On Thursday, the U.S. Commerce Department announced it will impose finalized softwood lumber import duties on several forestry companies, citing concerns that Canada was providing them with "unfair subsidies."
However, softwood lumber products certified by the Atlantic Lumber Board as coming from logs harvested in Newfoundland and Labrador, Nova Scotia and Prince Edward Island, are excluded.
Wilber said the decision is proof Nova Scotia producers compete on a level playing field with American producers.
On May 1, a 19.88 per cent tariff was imposed on Nova Scotia softwood forest products shipped into the U.S. The duty ended a three-decade-old exemption that had recognized Atlantic Canada's forest industry is not subsidized.
"Any business that has to pay close to 20 per cent tax on their products being sold anywhere in the world is for sure a drain on businesses. Most businesses don't make 20 per cent as a profit," said Wilber.
Premier Stephen McNeil said the decision by the Commerce Department to lift the duty is a relief.
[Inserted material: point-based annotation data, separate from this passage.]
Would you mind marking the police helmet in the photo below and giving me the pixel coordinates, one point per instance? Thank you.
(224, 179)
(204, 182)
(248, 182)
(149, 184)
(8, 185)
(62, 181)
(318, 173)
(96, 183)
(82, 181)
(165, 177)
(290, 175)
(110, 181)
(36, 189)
"With all of the negotiations going on, we were certainly happy to see it finally put behind us," he said.
McNeil said he would have liked to have seen New Brunswick included in the exemption.
Support from U.S. lobby group
Nova Scotia's total softwood lumber exports to all countries last year tallied about $95 million.
The U.S. Lumber Coalition, the industry lobby group that pushed for punitive tariffs on Canadian softwood, amended its petition on April 3 and asked for Nova Scotia, P.E.I. and Newfoundland and Labrador to be excluded from any tariffs.
The duties announced Thursday will range from almost 10 to 24 per cent.
According to the province, Nova Scotia's forestry industry supports about 11,500 direct and indirect jobs.
The U.S. Commerce Department said imports of softwood lumber from Canada in 2016 were valued at an estimated $5.66 billion US.